When it comes to Ironman distance events, PBs are invariably determined by the quality of the run. Sure, how well you perform on the run will depend on many factors which will vary depending on how you’ve managed the swim and the bike, but really your management of the run is crucial if you are going to achieve the finish you are hoping for.
You will often see athletes who have been consistently placed in the top 50 throughout the day buckle half way through the marathon. Their pace will drop and athletes who’ve been lagging many miles behind throughout the day will end up finishing ahead of them.
The question is: why?
The Answer: because they don’t pace the run correctly.
Your Ironman Pace
It doesn’t matter how quickly you usually run a normal marathon. The Ironman race is a completely different proposition. Even if you’ve fuelled and hydrated your body in the best possible way, your glycogen levels are likely to be very low by the time you start the run.
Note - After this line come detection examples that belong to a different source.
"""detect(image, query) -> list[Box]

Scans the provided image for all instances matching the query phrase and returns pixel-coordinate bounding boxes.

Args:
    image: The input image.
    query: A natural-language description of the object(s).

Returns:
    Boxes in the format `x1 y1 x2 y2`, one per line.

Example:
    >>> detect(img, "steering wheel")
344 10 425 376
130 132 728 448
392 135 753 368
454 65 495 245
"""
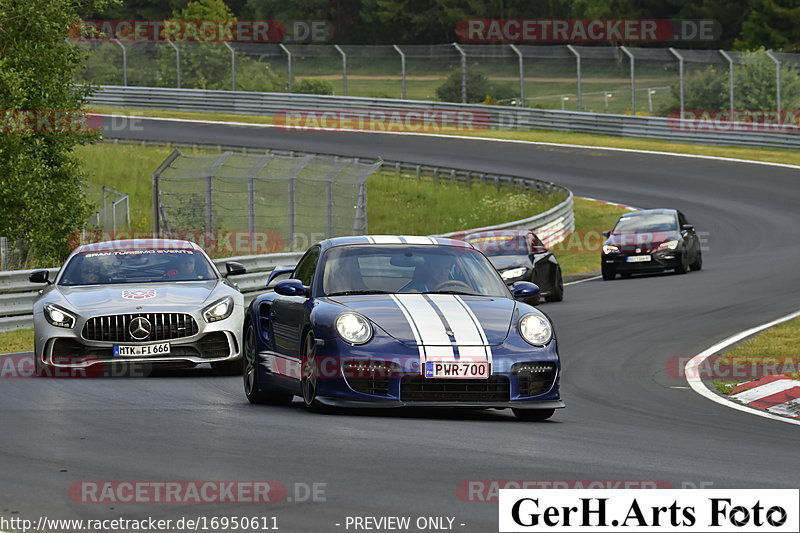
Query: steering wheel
433 279 474 292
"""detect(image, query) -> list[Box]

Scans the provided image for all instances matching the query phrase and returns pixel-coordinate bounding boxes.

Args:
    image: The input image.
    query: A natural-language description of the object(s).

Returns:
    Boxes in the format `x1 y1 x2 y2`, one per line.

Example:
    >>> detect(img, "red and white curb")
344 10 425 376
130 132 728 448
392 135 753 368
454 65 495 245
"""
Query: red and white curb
683 311 800 425
578 196 640 211
731 376 800 418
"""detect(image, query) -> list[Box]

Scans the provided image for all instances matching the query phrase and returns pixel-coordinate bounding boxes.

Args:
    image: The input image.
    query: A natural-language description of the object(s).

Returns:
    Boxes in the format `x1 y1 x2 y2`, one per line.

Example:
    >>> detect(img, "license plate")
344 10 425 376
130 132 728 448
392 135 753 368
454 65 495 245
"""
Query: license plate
425 361 490 379
114 342 169 357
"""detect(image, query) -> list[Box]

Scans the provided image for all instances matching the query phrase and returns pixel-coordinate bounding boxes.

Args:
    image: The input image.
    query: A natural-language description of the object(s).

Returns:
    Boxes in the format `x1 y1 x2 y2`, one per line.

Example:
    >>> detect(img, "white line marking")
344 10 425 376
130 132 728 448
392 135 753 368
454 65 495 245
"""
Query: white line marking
732 379 800 403
684 311 800 426
100 113 800 170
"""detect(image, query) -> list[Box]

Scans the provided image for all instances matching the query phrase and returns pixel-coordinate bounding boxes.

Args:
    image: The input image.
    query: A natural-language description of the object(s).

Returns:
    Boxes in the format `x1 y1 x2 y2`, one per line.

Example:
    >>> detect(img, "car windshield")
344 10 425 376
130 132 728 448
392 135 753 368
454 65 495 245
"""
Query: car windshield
58 249 217 286
322 245 510 297
612 213 678 233
466 234 530 257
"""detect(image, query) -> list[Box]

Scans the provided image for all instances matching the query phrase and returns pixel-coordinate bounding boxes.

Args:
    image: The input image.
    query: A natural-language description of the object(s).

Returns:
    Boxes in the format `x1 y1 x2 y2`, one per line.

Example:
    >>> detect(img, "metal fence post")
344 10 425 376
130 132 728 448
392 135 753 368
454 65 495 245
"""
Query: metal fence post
453 43 467 104
333 44 347 96
278 43 292 92
767 51 783 124
222 41 236 91
668 47 686 119
392 44 406 100
112 39 128 87
509 44 525 106
719 50 736 118
620 46 636 115
167 39 181 89
567 44 583 111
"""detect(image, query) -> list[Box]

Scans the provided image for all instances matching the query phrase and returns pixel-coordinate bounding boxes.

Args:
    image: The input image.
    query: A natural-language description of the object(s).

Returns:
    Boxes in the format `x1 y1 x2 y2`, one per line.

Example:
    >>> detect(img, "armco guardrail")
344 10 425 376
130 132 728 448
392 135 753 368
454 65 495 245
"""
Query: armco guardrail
90 86 800 148
0 150 575 331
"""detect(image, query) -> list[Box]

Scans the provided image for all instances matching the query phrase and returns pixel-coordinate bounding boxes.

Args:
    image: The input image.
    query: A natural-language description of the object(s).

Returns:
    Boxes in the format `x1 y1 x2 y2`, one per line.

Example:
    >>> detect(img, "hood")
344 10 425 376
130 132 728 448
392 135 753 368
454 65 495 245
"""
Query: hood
330 294 516 346
605 231 681 253
489 255 532 270
58 280 218 312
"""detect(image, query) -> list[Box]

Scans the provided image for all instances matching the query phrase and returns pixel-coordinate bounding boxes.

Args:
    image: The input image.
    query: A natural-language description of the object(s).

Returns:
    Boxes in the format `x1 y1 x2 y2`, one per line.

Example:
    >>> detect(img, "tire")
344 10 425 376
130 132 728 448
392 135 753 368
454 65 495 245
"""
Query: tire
242 323 294 405
675 250 689 274
544 267 564 302
511 408 556 422
211 359 244 376
689 250 703 272
300 331 327 413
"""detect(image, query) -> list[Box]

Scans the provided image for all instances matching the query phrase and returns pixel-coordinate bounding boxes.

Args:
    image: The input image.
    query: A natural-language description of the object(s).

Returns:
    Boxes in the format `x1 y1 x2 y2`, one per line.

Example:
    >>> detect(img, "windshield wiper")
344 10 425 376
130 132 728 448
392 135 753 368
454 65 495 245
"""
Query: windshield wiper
328 291 396 296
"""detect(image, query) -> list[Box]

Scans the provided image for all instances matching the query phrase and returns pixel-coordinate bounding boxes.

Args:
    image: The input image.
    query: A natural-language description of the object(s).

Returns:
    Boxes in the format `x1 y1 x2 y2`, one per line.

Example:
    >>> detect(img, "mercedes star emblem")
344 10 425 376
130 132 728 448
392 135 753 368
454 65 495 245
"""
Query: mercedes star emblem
128 316 153 341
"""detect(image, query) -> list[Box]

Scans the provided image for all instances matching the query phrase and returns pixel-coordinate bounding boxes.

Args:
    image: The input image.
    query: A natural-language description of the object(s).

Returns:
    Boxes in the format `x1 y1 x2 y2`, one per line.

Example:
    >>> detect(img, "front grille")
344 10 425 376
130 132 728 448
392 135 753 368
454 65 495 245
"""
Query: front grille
511 362 556 396
83 313 198 342
200 331 231 359
400 376 511 403
342 359 400 396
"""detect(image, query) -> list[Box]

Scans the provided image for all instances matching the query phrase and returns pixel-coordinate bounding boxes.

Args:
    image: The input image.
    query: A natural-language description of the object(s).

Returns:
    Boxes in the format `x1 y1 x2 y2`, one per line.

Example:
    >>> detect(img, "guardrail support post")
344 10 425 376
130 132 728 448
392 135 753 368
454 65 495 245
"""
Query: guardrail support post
453 43 467 104
668 47 686 120
619 46 636 116
333 44 347 96
767 51 783 124
278 43 292 92
719 50 736 122
567 44 583 111
509 44 525 106
167 39 181 89
392 44 406 100
222 41 236 91
112 39 128 87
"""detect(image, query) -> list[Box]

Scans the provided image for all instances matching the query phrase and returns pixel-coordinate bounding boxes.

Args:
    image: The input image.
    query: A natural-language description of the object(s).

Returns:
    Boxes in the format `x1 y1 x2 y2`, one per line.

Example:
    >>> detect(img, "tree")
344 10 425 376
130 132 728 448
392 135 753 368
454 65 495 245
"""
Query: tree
0 0 101 265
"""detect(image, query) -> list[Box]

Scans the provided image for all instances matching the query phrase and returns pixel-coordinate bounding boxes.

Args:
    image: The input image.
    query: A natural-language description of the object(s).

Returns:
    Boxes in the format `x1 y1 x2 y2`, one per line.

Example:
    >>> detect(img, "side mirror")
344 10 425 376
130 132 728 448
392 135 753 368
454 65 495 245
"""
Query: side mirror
275 279 308 296
28 270 50 285
225 261 247 278
266 266 294 288
511 281 539 300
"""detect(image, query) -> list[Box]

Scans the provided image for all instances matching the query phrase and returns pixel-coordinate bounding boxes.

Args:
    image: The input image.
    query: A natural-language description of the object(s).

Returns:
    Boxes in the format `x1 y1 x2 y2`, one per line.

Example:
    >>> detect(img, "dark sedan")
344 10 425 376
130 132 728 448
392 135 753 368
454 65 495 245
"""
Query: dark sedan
464 230 564 305
600 209 703 280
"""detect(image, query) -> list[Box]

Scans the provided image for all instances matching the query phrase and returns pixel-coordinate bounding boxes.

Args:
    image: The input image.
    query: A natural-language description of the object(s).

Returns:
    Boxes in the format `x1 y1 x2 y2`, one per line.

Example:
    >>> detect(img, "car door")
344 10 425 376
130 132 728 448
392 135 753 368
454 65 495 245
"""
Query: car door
272 246 320 361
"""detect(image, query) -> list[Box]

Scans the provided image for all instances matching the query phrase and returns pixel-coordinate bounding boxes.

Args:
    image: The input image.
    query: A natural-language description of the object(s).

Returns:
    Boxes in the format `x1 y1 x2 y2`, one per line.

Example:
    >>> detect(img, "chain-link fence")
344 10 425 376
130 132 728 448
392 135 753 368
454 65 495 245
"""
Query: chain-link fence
79 41 800 116
153 150 380 251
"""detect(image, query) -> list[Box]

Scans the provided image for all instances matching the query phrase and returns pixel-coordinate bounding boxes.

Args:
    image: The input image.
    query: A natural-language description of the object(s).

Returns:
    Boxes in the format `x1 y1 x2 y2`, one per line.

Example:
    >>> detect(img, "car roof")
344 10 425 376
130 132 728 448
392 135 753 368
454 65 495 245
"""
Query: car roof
318 235 473 250
73 239 202 254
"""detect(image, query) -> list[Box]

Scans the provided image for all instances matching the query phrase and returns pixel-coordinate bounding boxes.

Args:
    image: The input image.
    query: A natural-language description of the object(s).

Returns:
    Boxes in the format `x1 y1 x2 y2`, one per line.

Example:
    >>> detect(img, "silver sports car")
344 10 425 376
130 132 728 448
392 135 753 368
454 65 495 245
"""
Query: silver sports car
30 239 245 375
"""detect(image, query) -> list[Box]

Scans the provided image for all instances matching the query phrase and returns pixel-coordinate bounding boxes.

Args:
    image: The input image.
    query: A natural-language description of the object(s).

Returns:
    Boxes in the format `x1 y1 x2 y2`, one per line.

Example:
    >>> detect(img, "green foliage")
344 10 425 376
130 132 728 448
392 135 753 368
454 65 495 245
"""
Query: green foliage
436 68 518 104
292 78 333 94
0 0 102 264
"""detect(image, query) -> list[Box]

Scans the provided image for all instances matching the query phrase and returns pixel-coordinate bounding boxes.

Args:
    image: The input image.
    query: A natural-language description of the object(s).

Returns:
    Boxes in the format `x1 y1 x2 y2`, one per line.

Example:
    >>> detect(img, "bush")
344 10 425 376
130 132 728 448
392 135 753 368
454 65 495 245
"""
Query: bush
292 78 333 94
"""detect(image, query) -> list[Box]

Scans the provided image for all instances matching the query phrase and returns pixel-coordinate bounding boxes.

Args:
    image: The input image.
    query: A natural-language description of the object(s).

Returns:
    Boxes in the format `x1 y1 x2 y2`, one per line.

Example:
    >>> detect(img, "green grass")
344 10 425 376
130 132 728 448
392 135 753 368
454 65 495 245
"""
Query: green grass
92 106 800 168
0 328 33 353
713 318 800 394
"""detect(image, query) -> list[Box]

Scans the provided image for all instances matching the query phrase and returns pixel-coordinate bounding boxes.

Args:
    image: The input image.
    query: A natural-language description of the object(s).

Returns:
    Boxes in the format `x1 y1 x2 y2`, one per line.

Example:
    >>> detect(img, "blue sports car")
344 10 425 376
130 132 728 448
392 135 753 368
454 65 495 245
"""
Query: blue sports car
243 236 564 420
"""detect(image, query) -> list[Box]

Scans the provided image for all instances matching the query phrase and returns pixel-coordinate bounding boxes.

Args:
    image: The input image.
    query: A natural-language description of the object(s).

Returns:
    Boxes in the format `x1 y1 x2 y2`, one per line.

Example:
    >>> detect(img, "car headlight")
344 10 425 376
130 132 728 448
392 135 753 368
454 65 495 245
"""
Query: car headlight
203 296 233 323
603 244 619 254
500 267 528 280
44 304 75 328
335 311 372 344
519 313 553 346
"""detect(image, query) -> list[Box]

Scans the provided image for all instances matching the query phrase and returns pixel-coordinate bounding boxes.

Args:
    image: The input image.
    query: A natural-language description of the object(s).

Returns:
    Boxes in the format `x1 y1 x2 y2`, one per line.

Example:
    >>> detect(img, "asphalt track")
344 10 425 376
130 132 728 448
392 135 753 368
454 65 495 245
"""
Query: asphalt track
0 120 800 532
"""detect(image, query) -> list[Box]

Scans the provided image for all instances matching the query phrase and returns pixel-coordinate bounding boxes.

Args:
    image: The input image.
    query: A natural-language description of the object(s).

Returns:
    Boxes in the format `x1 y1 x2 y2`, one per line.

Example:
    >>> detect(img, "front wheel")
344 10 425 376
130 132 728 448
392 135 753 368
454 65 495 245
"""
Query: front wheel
242 324 294 405
511 408 556 422
544 267 564 302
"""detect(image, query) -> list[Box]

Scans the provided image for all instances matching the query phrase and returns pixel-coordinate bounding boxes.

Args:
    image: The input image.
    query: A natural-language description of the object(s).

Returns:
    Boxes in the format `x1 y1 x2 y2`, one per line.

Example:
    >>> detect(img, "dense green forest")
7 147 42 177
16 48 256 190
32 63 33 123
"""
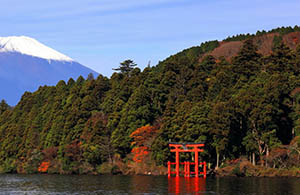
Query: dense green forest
0 27 300 173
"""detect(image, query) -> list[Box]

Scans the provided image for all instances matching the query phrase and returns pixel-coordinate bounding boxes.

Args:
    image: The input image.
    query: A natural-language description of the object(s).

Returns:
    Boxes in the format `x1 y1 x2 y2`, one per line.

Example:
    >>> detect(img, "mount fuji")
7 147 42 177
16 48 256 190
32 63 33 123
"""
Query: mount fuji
0 36 98 105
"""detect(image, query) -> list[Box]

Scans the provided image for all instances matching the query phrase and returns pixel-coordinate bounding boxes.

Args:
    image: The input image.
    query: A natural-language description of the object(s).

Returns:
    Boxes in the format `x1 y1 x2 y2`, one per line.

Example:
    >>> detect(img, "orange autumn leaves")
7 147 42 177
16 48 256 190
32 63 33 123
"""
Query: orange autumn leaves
38 162 50 173
130 125 157 163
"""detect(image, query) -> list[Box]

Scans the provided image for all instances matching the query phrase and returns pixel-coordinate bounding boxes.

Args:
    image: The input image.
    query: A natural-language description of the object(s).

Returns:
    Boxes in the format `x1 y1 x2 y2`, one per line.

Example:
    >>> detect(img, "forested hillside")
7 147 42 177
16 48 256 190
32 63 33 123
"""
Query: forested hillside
0 27 300 173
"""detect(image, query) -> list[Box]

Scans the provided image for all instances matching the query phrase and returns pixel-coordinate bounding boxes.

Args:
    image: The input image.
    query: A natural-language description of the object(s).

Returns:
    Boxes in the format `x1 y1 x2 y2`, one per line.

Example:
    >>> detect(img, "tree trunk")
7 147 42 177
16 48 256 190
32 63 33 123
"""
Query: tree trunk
252 152 255 166
216 152 220 169
266 146 269 167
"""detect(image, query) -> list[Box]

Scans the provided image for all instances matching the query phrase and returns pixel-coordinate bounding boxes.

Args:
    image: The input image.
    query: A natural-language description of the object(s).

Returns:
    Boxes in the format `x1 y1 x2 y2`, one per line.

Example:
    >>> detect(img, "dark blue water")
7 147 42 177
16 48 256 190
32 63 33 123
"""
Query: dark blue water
0 174 300 195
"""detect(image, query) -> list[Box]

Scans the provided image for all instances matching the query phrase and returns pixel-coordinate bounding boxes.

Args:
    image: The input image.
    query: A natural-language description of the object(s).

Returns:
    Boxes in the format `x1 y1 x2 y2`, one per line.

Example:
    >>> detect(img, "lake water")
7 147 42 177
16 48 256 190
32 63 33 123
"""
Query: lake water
0 174 300 195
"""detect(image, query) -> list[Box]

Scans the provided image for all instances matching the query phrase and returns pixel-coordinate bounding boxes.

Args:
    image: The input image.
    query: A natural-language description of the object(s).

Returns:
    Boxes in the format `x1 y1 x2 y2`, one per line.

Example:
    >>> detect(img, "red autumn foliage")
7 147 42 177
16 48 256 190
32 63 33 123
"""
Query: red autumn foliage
38 162 50 173
131 146 149 163
130 125 158 163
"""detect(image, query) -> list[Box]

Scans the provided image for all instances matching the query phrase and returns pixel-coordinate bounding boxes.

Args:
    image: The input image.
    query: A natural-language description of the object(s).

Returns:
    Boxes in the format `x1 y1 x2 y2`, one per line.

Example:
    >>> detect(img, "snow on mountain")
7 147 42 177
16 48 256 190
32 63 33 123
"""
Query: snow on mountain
0 36 74 61
0 36 98 105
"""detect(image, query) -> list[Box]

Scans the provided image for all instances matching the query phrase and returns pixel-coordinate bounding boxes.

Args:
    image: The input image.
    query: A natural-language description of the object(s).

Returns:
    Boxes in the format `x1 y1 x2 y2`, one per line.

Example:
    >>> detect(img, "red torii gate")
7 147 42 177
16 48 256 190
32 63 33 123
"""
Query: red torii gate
168 142 206 178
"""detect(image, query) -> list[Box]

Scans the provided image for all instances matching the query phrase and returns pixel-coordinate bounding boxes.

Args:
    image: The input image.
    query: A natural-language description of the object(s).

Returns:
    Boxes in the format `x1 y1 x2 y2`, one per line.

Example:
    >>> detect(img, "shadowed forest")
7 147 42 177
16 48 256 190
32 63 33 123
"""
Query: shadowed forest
0 26 300 175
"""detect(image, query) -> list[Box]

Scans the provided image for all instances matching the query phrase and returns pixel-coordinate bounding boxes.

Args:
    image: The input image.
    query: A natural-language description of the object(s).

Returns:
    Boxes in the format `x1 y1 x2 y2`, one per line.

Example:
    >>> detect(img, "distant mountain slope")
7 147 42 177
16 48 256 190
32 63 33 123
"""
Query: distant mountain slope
200 29 300 59
0 36 98 105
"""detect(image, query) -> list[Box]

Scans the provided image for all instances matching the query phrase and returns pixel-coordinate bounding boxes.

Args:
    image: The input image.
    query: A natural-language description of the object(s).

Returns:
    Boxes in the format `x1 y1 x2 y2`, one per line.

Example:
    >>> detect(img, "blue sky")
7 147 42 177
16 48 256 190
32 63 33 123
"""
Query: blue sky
0 0 300 76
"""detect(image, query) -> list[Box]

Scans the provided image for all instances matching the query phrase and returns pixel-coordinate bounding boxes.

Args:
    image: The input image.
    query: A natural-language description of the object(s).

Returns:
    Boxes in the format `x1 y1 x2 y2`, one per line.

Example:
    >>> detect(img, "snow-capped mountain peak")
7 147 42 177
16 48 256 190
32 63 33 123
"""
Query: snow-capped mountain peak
0 36 74 61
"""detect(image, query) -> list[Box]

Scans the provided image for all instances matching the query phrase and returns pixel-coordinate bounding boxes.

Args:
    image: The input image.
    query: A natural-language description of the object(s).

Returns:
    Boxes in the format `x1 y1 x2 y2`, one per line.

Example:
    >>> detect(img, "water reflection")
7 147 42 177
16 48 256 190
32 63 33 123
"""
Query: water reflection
168 177 206 194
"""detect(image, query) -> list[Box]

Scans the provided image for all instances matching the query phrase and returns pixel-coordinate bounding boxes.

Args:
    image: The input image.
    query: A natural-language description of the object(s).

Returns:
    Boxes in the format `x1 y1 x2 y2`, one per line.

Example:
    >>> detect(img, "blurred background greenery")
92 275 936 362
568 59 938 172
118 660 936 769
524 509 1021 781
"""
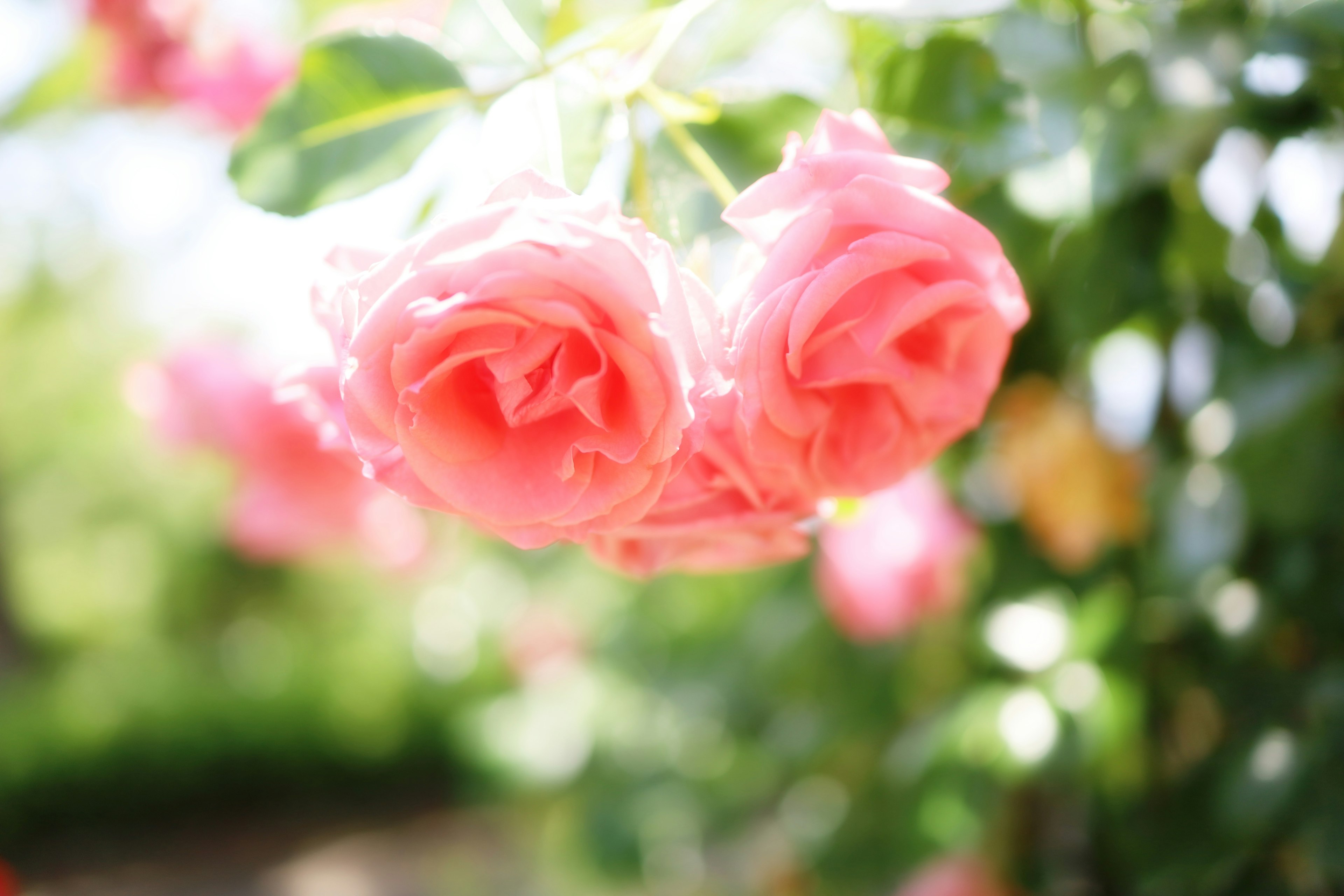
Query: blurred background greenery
0 0 1344 896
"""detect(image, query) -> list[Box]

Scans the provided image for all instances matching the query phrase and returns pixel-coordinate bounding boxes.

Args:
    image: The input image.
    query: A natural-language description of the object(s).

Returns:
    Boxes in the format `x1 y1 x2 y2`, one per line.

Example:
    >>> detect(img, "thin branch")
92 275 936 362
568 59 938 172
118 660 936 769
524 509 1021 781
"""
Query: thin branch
640 83 738 208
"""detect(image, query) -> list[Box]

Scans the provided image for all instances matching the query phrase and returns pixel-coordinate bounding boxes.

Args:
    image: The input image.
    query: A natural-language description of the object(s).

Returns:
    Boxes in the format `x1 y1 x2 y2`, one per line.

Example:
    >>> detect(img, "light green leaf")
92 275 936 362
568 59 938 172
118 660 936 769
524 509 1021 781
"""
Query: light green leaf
236 35 470 215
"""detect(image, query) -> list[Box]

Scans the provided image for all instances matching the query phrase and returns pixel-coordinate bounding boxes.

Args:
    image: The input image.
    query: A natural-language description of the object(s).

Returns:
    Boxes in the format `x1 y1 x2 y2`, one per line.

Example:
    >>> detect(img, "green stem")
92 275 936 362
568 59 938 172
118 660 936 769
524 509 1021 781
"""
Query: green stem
297 87 472 149
630 140 659 234
640 83 738 208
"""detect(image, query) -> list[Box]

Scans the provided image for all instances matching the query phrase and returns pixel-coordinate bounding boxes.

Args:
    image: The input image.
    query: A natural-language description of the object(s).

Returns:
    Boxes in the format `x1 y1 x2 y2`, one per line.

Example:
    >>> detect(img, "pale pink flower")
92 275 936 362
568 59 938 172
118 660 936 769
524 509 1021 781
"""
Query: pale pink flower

When you start your run resist the urge to reach your ideal race pace. Even if you feel like you can go faster, hold back. You are far better off sacrificing 20 – 30 seconds per mile for each mile during the first half of the run if it means you can finish strong.
Don’t Be Afraid to Walk
Another way to make sure you have enough energy to finish strongly is to take enforced walking breaks. If the course has steep hills, walk up them. It won’t cost you much time but it’ll save you a huge amount of energy. You should also think about walking at each refuelling station. This will not only ensure that you are able to recover after each mile, but it will also help you take on the fuel you need to complete the final miles at a reasonable pace.
Focus on Technique
When you get tired you will inevitably develop technique flaws. Your arms might drop or stiffen, your head might drop and your back might arch. All of these flaws will cost you energy, cause discomfort and possibly lead to injuries. When you are struggling with your energy levels and willing the next mile marker to come to you, focus on your technique. The mental exercise of correcting your posture will not only save you energy, but also give your mind something to focus on apart from the shooting pains in your legs.
It doesn’t matter how much training and preparation you do for an ironman run, if you don’t execute it in the right way on the day of the race, you will be disappointed with your result. Follow this advice and you stand the best possible chance of finishing strong.
What do you think? What are your top tips for pacing the Ironman run?